GEMEINSAMES KIRCHLICHES ARBEITSGERICHT IN HAMBURG
Urteil vom 18.11.2009, I MAVO 21/09

L e i t s a t z
Auf eine unselbständige Einrichtung – wie eine rechtsfähige Stiftung des öffentlichen Rechts, deren Rechtsträgerin ein Orden päpstlichen Rechts ist, – findet die vom Diözesanbischof als Kirchengesetz erlassene „Grundordnung des kirchlichen Dienstes im Rahmen kirchlicher Arbeitsverhältnisse“ und damit die MAVO Anwendung, wenn der Alleingesellschafter der Übernahme im Sinne des Art. 2 Abs. 2 Satz 2 GrOkathK zugestimmt hat.

T e n o r
1. Die Beklagte wird verurteilt, die Klägerin als vollwertiges Mitglied
der A im Erzbistum B anzuerkennen und als solches zu behandeln, insbesondere ihr die unter § 25 Abs. 2 MAVO-B aufgeführten Leistungen anzubieten und zu erbringen.

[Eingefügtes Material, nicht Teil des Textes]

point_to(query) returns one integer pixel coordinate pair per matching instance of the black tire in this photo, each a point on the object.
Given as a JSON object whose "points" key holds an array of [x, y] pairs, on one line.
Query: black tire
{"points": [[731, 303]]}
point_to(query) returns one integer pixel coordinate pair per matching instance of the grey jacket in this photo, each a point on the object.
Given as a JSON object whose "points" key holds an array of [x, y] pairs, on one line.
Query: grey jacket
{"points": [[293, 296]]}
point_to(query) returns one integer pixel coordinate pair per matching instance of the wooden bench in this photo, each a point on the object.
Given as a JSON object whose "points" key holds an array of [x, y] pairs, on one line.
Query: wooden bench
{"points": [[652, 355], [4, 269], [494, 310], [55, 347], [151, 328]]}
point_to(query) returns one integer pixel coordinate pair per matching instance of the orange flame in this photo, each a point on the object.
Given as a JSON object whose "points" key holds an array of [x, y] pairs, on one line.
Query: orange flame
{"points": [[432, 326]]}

2. Es wird festgestellt, dass die Klägerin sowohl aktiv als auch passiv
gem. § 25 Abs. 3 Satz 2 MAVO B wahlberechtigt ist.

3. Die Revision wird zugelassen.

T a t b e s t a n d

Die Parteien streiten vor dem Hintergrund der Frage, ob die Einrichtung, für die die Klägerin gewählt worden ist, bischöflich gesetztem Recht unterfällt, und um die Zugehörigkeit der Klägerin zur Beklagten und die Beteiligung bei dortigen Wahlen.

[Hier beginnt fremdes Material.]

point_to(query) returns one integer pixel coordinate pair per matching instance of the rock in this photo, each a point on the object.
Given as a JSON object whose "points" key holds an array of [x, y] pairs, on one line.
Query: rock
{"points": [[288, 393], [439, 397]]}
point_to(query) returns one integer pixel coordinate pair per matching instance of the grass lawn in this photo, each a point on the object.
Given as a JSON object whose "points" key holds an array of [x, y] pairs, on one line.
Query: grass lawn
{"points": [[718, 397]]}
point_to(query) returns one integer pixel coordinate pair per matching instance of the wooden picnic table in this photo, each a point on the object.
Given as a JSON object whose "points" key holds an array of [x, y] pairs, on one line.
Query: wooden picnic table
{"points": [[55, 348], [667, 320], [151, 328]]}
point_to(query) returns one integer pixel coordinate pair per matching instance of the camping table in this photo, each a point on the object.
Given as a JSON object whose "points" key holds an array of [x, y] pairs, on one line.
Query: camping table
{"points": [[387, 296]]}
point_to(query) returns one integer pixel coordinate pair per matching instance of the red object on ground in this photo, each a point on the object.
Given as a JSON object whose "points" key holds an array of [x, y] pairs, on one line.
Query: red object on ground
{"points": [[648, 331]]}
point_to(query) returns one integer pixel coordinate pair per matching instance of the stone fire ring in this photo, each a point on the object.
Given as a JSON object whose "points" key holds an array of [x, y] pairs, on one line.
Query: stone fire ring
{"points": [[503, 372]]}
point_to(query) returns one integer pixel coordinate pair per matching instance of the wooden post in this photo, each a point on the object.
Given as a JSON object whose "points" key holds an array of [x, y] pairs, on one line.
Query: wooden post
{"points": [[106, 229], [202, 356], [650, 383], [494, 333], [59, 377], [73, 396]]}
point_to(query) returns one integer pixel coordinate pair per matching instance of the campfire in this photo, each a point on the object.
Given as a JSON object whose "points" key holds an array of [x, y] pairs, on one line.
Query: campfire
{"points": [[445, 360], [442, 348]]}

Die Klägerin ist die Mitarbeitervertretung des St. C-Krankenhauses in B. Diese Einrichtung ist eine unselbstständige Einrichtung der D. Die rechtsfähige Stiftung des öffentlichen Rechts mit Sitz in E ist Rechtsträgerin der Einrichtungen der Kongregation der F. Diese ist eine Kongregation päpstlichen Rechts.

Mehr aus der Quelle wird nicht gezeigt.